Hiring Your Treehouse Builder Tips

A man building a wooden treehouse
Photo: Stanislaw Pytel / DigitalVision / Getty Images

Before signing a contract, interview your treehouse master and ensure they have the licenses to back up their claims.

Interview with Your Treehouse Builder 

Talking with more than one treehouse builder can help you find a contractor you feel comfortable with. Not only do you want a reasonable quote, you want a pro who is trustworthy and easy to get along with. 

Ask for a Background Check 

Request to see a background check, so you can be at ease with the contractor being on your property and around your family. You’ll also want to make sure they have the proper licenses to do carpentry or building work. Your state, county, or municipality has rules about which licenses a building or carpentry contractor must carry.

Get a Contract and Arrange Payments With Your Treehouse Builder

A signed contract ensures you and your pro are on the same page. It also offers you protection and some leverage should something go awry during the build. 

Your project contract should include:

  • Treehouse project description and scope

  • Start and finish dates (plus penalties for missed deadlines)

  • Payment terms and timeline (avoid paying in cash so have a paper trail)
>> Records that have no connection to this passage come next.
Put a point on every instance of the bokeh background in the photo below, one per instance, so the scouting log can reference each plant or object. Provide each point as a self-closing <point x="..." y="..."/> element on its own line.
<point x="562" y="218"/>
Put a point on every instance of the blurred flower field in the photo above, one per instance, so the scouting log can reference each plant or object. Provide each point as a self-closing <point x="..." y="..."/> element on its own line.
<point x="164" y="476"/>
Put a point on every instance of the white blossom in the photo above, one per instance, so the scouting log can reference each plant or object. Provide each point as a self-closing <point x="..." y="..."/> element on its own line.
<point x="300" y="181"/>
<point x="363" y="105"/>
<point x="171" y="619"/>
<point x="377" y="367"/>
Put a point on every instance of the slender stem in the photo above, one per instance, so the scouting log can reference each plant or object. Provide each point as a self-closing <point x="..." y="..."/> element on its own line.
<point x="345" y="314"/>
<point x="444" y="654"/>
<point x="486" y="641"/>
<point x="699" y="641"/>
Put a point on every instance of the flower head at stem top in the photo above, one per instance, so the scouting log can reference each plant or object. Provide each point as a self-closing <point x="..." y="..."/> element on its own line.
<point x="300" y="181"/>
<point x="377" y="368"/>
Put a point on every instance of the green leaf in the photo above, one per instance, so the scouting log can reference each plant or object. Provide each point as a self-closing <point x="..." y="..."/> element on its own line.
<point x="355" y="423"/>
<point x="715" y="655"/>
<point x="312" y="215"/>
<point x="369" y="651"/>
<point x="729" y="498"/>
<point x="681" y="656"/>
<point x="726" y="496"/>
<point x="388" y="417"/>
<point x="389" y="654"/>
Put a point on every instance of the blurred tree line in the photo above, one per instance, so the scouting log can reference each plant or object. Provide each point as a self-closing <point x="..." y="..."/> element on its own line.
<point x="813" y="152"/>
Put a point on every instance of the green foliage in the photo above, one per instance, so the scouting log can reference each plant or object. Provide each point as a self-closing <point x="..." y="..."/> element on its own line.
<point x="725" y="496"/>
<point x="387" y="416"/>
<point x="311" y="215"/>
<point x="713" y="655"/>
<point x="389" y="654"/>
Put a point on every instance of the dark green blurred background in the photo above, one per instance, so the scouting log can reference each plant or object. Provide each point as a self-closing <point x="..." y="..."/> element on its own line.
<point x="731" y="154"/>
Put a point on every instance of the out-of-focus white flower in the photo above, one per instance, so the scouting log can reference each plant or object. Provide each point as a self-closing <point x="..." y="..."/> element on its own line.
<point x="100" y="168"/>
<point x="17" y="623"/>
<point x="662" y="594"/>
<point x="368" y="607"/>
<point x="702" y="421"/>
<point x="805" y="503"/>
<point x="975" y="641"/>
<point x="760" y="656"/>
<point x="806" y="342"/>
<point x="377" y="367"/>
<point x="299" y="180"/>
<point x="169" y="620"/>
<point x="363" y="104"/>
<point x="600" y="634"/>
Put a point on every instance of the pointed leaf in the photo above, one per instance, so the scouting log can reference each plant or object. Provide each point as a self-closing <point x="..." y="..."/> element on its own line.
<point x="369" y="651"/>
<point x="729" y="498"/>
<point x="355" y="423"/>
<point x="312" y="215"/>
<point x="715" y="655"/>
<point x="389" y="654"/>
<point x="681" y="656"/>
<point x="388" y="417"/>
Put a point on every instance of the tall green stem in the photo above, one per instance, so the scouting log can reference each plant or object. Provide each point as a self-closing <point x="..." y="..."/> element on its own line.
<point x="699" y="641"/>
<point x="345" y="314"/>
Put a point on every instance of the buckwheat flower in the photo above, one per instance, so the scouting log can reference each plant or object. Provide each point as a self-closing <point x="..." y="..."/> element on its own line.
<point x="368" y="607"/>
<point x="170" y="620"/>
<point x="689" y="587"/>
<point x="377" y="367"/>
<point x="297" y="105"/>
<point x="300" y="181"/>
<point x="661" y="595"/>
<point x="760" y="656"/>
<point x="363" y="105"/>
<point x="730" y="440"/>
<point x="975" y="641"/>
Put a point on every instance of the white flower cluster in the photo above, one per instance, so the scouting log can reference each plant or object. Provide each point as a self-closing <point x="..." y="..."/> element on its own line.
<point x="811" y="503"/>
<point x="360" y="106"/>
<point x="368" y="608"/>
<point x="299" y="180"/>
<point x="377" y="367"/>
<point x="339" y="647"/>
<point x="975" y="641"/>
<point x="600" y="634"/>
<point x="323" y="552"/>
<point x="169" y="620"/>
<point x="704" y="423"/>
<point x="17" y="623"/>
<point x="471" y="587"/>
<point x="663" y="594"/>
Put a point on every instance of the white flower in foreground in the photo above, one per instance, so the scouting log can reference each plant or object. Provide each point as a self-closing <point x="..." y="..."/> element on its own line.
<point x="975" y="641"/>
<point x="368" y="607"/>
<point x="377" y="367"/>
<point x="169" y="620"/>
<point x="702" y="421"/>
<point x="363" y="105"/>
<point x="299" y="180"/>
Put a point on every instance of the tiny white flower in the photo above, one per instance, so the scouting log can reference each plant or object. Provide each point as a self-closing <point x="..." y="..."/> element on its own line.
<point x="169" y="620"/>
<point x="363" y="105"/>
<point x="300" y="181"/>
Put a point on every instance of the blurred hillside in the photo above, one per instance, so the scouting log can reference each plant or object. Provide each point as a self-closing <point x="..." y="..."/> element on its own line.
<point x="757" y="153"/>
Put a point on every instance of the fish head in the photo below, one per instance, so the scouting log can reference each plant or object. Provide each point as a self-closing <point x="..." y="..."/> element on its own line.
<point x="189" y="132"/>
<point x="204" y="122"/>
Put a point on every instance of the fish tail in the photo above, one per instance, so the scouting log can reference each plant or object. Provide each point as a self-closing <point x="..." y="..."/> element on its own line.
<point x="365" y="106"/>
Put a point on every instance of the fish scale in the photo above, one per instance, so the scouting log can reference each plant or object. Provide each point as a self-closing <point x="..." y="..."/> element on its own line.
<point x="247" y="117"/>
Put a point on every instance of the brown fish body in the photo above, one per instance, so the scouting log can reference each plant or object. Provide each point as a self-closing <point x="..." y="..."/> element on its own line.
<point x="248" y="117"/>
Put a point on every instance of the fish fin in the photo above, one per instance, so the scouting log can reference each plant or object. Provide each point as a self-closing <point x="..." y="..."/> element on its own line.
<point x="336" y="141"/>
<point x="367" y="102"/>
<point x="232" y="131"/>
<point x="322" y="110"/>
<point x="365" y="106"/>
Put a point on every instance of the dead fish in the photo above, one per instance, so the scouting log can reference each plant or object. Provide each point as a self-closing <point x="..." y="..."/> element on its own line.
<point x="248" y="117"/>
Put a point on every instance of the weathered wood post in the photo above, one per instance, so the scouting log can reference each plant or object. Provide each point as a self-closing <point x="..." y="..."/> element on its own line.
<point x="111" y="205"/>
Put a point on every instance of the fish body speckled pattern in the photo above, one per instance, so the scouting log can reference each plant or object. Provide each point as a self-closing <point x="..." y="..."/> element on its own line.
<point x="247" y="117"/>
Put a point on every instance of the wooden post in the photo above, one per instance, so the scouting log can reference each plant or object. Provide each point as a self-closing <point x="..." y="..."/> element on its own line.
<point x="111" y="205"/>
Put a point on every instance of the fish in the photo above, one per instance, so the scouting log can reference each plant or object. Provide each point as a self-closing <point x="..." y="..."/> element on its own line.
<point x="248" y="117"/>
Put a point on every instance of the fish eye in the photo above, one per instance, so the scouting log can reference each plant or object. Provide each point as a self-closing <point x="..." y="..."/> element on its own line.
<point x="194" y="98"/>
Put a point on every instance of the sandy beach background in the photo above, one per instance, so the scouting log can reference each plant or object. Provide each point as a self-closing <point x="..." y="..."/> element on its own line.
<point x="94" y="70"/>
  • Permits that contractor handles

  • Terms for changing any orders on the project

  • Material and labor costs, including total project cost

  • Verification of insurance and bonding, and licensure

  • Protection terms, such as a lien release if the contractor fails to pay subcontractors

  • Contract termination terms, in case of poor work quality or long delays

Keep Records of Your Custom Treehouse Project

Make notes and take photos during the building and finishing process. Keep track of the approximate hours the contractor works and any concerns. If you end up needing to address an issue, you’ll have records to support your case. If you sell your home, it’s nice to have details about your treehouse project.

Look for Red Flags and Prepare to Troubleshoot

If you notice any warning signs when working with your contractor, it’s best to address them sooner than later. Watch out for these red flags:

  • No reviews, references, or portfolio of past work

  • Quote is much higher or lower than other bids

  • Won't sign a contract

  • Wants to be paid in cash or asks for a large down payment (such as over 15% of the total project cost)

  • Doesn’t show up when they say they will

  • Skips permit processes

  • Performs low-quality work 

When you approach your contractor about your concerns, try to remain calm and refer to your written agreement. Talk through the details and see if you can come up with a solution together. You should follow-up any verbal conversations with a text or email and ask that the contractor respond with a “yes” in writing so you have proper documentation. 

As a last resort, you can consider hiring an attorney or filing a case with the small claims court, but most contractor issues can be handled without taking legal action. 

After Your Treehouse Builder Has Finished

Before making your final payment to the contractor, check out your new treehouse thoroughly, from inside to out. You should feel excited and happy with the work that you see. 

If you have concerns about the quality, finishes, structure, or any other aspect of the treehouse, discuss them with your contractor and reference your contract if needed. Give your contractor an opportunity to make any issues right.

Once you're satisfied with the work, make your final payment and leave a review to help other treehouse dreamers find the best pro.